Zoonotic RNA Viruses can easily be considered the most dangerous of infections, and will very likely source the Next Big One. They don’t respond to antibiotics, frequently ignore antiviral meds, have high death rates, and adapt quickly. Hollywood’s tapped into the entertainment factor: Contagion, Outbreak, even zombie movies put viruses in center stage. Books abound. Imagination is tapped and exploited.

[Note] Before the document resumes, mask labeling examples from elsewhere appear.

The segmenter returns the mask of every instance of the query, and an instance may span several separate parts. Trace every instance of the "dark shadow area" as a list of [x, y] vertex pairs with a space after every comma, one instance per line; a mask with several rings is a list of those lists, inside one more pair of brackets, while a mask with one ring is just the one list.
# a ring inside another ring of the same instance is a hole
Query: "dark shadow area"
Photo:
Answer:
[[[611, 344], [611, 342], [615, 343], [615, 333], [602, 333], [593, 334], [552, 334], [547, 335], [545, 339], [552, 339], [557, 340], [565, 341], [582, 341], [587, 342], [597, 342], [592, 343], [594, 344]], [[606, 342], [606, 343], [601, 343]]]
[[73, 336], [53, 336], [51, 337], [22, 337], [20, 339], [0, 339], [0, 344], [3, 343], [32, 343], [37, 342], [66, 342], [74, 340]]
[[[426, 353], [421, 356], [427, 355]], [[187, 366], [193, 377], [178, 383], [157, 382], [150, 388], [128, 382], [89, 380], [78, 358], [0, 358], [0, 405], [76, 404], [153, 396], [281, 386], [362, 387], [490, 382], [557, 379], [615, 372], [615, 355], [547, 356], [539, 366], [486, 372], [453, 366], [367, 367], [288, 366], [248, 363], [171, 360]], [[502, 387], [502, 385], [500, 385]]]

But the reality is a far cry from a two-hour popcornfest where the biggest threat is hoping your bladder will make it. Not even a week ago, the CDC reported 14 cases in Uganda, a country that claimed to be Ebola-free just a month ago. But financial constraints are a problem—Uganda can’t afford protective gear or pay for more healthcare workers. The best they can do is ask people to self-quarantine away from suspected infectious areas.

So what can we do? Sure, we can hand-wash more, or donate to the WHO. But just as dangerous as the rapid evolutionary pace of viruses, we fall victim to the ‘it won’t happen to me’ mentality. Admit it—you don’t care much what happens in Uganda.

We are a global community, which means we must care. We consume products from around the world: Colombian coffee, fish from China, and Italian sausage (yes, they do come from Italy). The only way you might be safe from an outbreak on the other side of the planet is to grown your own food. Even then, E. coli is a common invader.

Does it sometimes feel like we can’t win this war? Excuse me while I go bury my head in a bucket of popcorn.